Golden retrieval

Gilles Coronado et Fred Poulet

par Hugo Catherine le 28/05/2005

Note: 10.0    

Vingt-deux morceaux pour moins d'une heure de musique. Inutile de dire que les deux zigues privilégient le format court. Celui-ci pourrait être un simple prétexte en vue d'impulser une forme de moquerie corrosive du format pop-rock commercial établi. Mais Gilles Coronado et Fred Poulet vont plus loin : ils font du format court une transgression totale du songwriting.

Tant le contenu - phrases de guitares brinquebalantes, textes surréalistes - que le contenant - titres de morceaux improbables - rendent hommage à un coq-à-l'âne d'élite. Les deux créateurs nous font tourner en bourrique. Lorsqu'ils entonnent leurs morceaux de l'absurde, nous pourrions presque croire à l'émergence de ritournelles thématiques. Pourtant, il faut sûrement davantage y voir l'expulsion d'un art poétique de ne rien dire.

Etres rationnels que nous sommes, nous nous accrochons au sens que nous voudrions voir et entendre. En effet, ces guitares noisy et ces voix surannées ne sont-elles pas l'expression d'une critique acerbe de nos sociétés d'information, de sur-information, de consommation, de sur-consommation ? Malheureusement pour notre quête de sens, le radicalisme absurde ici à l'*uvre est irréductible à une posture sociale ou une attitude engagée des deux musiciens. De fait, leur esprit ravageur est profondément dada.
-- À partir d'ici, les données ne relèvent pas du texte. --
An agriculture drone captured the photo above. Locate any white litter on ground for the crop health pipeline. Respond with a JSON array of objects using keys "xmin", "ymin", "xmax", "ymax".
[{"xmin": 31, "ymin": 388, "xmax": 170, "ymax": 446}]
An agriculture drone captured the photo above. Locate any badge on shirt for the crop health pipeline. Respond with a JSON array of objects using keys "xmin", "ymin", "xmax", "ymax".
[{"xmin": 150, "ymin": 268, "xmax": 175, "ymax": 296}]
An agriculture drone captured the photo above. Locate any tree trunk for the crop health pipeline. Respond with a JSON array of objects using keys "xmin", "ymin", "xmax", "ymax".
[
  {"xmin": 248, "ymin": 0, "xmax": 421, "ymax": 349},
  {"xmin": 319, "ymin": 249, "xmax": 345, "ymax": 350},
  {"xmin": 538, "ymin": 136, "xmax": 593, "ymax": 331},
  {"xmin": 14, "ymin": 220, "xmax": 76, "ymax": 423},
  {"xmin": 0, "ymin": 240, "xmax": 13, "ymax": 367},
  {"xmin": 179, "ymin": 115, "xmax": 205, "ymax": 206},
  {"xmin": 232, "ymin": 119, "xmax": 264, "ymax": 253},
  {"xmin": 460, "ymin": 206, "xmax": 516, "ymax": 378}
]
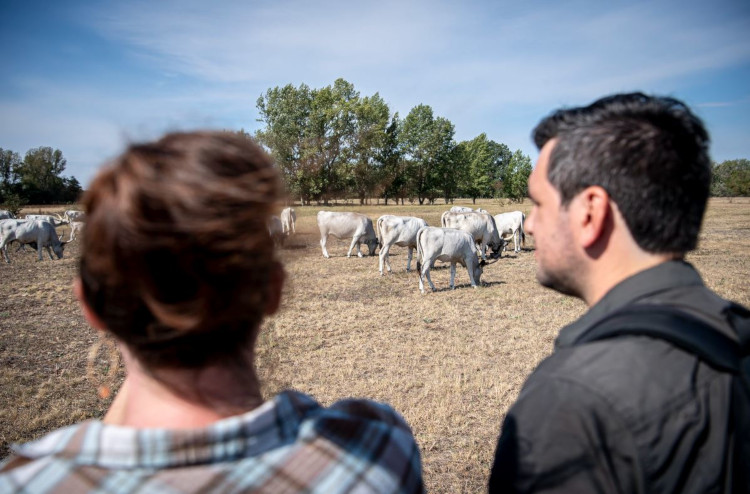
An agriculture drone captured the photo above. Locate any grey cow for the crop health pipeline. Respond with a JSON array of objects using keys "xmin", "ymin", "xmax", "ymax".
[
  {"xmin": 377, "ymin": 214, "xmax": 427, "ymax": 276},
  {"xmin": 440, "ymin": 211, "xmax": 504, "ymax": 259},
  {"xmin": 417, "ymin": 226, "xmax": 487, "ymax": 293},
  {"xmin": 0, "ymin": 220, "xmax": 70, "ymax": 263},
  {"xmin": 318, "ymin": 211, "xmax": 378, "ymax": 259}
]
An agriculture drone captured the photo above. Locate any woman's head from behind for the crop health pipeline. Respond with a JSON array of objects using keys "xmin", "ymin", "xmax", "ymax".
[{"xmin": 80, "ymin": 132, "xmax": 283, "ymax": 372}]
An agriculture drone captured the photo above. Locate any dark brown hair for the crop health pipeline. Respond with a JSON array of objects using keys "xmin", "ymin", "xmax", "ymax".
[
  {"xmin": 80, "ymin": 132, "xmax": 281, "ymax": 370},
  {"xmin": 534, "ymin": 93, "xmax": 711, "ymax": 254}
]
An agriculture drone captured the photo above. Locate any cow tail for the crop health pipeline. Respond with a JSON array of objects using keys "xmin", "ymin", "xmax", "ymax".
[
  {"xmin": 377, "ymin": 216, "xmax": 383, "ymax": 249},
  {"xmin": 417, "ymin": 227, "xmax": 424, "ymax": 274}
]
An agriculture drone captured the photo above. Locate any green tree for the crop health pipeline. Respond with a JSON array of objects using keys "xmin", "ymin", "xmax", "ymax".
[
  {"xmin": 711, "ymin": 159, "xmax": 750, "ymax": 197},
  {"xmin": 400, "ymin": 104, "xmax": 455, "ymax": 204},
  {"xmin": 502, "ymin": 149, "xmax": 531, "ymax": 202},
  {"xmin": 17, "ymin": 146, "xmax": 67, "ymax": 204},
  {"xmin": 461, "ymin": 133, "xmax": 512, "ymax": 204},
  {"xmin": 255, "ymin": 84, "xmax": 312, "ymax": 204},
  {"xmin": 377, "ymin": 113, "xmax": 408, "ymax": 205},
  {"xmin": 348, "ymin": 93, "xmax": 390, "ymax": 204},
  {"xmin": 0, "ymin": 148, "xmax": 21, "ymax": 202}
]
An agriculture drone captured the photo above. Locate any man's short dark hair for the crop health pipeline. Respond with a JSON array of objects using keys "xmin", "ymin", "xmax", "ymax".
[{"xmin": 533, "ymin": 93, "xmax": 711, "ymax": 254}]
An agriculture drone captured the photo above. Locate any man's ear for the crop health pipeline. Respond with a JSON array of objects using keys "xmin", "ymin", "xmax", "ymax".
[
  {"xmin": 577, "ymin": 185, "xmax": 612, "ymax": 249},
  {"xmin": 73, "ymin": 276, "xmax": 107, "ymax": 331},
  {"xmin": 263, "ymin": 262, "xmax": 286, "ymax": 316}
]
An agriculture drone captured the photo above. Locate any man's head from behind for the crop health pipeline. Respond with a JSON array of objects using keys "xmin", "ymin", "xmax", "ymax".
[{"xmin": 533, "ymin": 93, "xmax": 711, "ymax": 255}]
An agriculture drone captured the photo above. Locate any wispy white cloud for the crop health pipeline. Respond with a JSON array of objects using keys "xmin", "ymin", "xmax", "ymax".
[{"xmin": 0, "ymin": 0, "xmax": 750, "ymax": 183}]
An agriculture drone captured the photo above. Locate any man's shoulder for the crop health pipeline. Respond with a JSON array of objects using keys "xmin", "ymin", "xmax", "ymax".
[{"xmin": 519, "ymin": 336, "xmax": 722, "ymax": 427}]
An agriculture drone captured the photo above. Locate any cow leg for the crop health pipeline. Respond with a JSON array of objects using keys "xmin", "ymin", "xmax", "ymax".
[
  {"xmin": 346, "ymin": 235, "xmax": 362, "ymax": 257},
  {"xmin": 0, "ymin": 239, "xmax": 10, "ymax": 264},
  {"xmin": 466, "ymin": 263, "xmax": 477, "ymax": 288},
  {"xmin": 379, "ymin": 244, "xmax": 391, "ymax": 276},
  {"xmin": 320, "ymin": 235, "xmax": 331, "ymax": 259},
  {"xmin": 423, "ymin": 259, "xmax": 435, "ymax": 293}
]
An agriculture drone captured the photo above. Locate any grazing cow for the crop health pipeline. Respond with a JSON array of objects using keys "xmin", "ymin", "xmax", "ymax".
[
  {"xmin": 417, "ymin": 226, "xmax": 487, "ymax": 293},
  {"xmin": 495, "ymin": 211, "xmax": 526, "ymax": 254},
  {"xmin": 68, "ymin": 221, "xmax": 86, "ymax": 241},
  {"xmin": 318, "ymin": 211, "xmax": 378, "ymax": 259},
  {"xmin": 0, "ymin": 220, "xmax": 70, "ymax": 263},
  {"xmin": 440, "ymin": 211, "xmax": 503, "ymax": 259},
  {"xmin": 377, "ymin": 214, "xmax": 427, "ymax": 276},
  {"xmin": 450, "ymin": 206, "xmax": 489, "ymax": 214},
  {"xmin": 63, "ymin": 209, "xmax": 86, "ymax": 223},
  {"xmin": 24, "ymin": 214, "xmax": 70, "ymax": 228},
  {"xmin": 281, "ymin": 208, "xmax": 297, "ymax": 235},
  {"xmin": 268, "ymin": 215, "xmax": 286, "ymax": 247}
]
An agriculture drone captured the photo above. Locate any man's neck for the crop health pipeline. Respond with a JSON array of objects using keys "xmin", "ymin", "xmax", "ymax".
[
  {"xmin": 104, "ymin": 357, "xmax": 263, "ymax": 429},
  {"xmin": 582, "ymin": 251, "xmax": 679, "ymax": 307}
]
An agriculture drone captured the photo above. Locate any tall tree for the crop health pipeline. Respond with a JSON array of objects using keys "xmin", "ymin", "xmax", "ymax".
[
  {"xmin": 255, "ymin": 84, "xmax": 312, "ymax": 204},
  {"xmin": 0, "ymin": 148, "xmax": 21, "ymax": 203},
  {"xmin": 17, "ymin": 146, "xmax": 67, "ymax": 204},
  {"xmin": 711, "ymin": 159, "xmax": 750, "ymax": 197},
  {"xmin": 503, "ymin": 149, "xmax": 531, "ymax": 202},
  {"xmin": 461, "ymin": 133, "xmax": 512, "ymax": 204},
  {"xmin": 349, "ymin": 93, "xmax": 390, "ymax": 204},
  {"xmin": 400, "ymin": 104, "xmax": 455, "ymax": 204},
  {"xmin": 378, "ymin": 113, "xmax": 408, "ymax": 204}
]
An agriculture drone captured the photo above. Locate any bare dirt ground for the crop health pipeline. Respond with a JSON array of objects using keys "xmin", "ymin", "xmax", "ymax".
[{"xmin": 0, "ymin": 198, "xmax": 750, "ymax": 493}]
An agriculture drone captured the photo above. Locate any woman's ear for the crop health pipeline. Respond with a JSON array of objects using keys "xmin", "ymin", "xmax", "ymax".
[{"xmin": 73, "ymin": 276, "xmax": 107, "ymax": 331}]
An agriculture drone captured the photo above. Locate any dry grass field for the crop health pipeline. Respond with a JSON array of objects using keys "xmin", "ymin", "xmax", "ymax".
[{"xmin": 0, "ymin": 198, "xmax": 750, "ymax": 493}]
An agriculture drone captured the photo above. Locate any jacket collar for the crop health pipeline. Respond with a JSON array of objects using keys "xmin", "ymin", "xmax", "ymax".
[{"xmin": 555, "ymin": 261, "xmax": 703, "ymax": 348}]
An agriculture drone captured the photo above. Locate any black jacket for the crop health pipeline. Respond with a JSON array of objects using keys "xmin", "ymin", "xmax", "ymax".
[{"xmin": 490, "ymin": 261, "xmax": 737, "ymax": 493}]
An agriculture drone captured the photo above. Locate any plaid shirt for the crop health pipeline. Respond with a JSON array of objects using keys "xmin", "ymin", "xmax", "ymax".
[{"xmin": 0, "ymin": 391, "xmax": 424, "ymax": 494}]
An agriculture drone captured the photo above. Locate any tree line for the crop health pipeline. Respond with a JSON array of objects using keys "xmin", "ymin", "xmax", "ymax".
[
  {"xmin": 0, "ymin": 146, "xmax": 82, "ymax": 214},
  {"xmin": 254, "ymin": 79, "xmax": 531, "ymax": 205}
]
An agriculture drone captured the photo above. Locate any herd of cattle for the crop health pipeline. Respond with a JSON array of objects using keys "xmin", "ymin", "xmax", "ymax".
[
  {"xmin": 268, "ymin": 206, "xmax": 526, "ymax": 293},
  {"xmin": 0, "ymin": 210, "xmax": 85, "ymax": 263},
  {"xmin": 0, "ymin": 206, "xmax": 526, "ymax": 293}
]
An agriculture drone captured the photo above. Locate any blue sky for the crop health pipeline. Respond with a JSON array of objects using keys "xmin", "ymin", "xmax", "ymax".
[{"xmin": 0, "ymin": 0, "xmax": 750, "ymax": 185}]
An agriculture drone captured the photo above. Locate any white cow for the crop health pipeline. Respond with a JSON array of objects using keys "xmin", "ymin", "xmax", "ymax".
[
  {"xmin": 24, "ymin": 214, "xmax": 70, "ymax": 228},
  {"xmin": 318, "ymin": 211, "xmax": 378, "ymax": 259},
  {"xmin": 68, "ymin": 221, "xmax": 86, "ymax": 241},
  {"xmin": 268, "ymin": 215, "xmax": 286, "ymax": 247},
  {"xmin": 0, "ymin": 220, "xmax": 70, "ymax": 263},
  {"xmin": 63, "ymin": 209, "xmax": 86, "ymax": 223},
  {"xmin": 440, "ymin": 211, "xmax": 503, "ymax": 259},
  {"xmin": 495, "ymin": 211, "xmax": 526, "ymax": 254},
  {"xmin": 281, "ymin": 208, "xmax": 297, "ymax": 235},
  {"xmin": 377, "ymin": 214, "xmax": 427, "ymax": 276},
  {"xmin": 417, "ymin": 226, "xmax": 487, "ymax": 293},
  {"xmin": 450, "ymin": 206, "xmax": 489, "ymax": 214}
]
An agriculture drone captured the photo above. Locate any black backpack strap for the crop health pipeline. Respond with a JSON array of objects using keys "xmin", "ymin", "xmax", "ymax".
[{"xmin": 576, "ymin": 304, "xmax": 744, "ymax": 374}]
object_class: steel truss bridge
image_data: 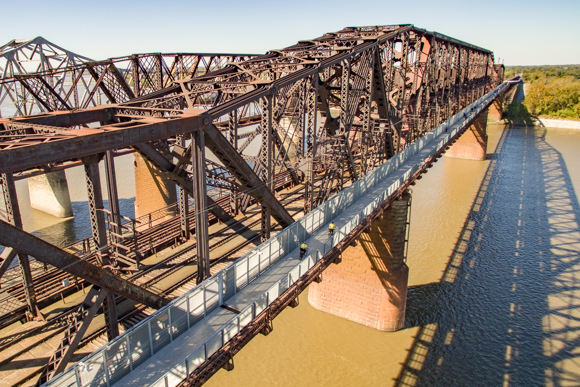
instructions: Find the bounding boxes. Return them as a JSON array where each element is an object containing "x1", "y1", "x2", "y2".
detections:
[{"x1": 0, "y1": 25, "x2": 509, "y2": 384}]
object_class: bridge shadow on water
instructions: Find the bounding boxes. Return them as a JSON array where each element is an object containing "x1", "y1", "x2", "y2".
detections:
[{"x1": 394, "y1": 128, "x2": 580, "y2": 386}]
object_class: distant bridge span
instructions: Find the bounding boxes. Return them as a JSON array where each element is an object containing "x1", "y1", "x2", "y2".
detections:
[{"x1": 0, "y1": 25, "x2": 517, "y2": 386}]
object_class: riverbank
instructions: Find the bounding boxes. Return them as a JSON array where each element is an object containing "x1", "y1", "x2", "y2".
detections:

Plus qu'un enchaînement de poèmes surréalistes aux sens biscornus, il s'agit de l'exposition musicale d'un langage dada obsessif. Ce langage est brouillé et bigarré, par amour du foutage de gueule. Les jeux de mots et les interactions incessantes entre les bandes sonores et vocales méritent bien mieux que notre propre intellectualisation ou socialisation. Au contraire, ces deux gars se foutent de notre tronche et voilà qui est bonnement génial. Leur romantisme est tronqué, leur pessimisme fumiste, leurs rêveries sont sans suite, leurs affirmations gratuites. Il s'agit de l'art de dire fuck sans le dire, (ou pas)* Marcel Duchamp veille et il se marre violemment.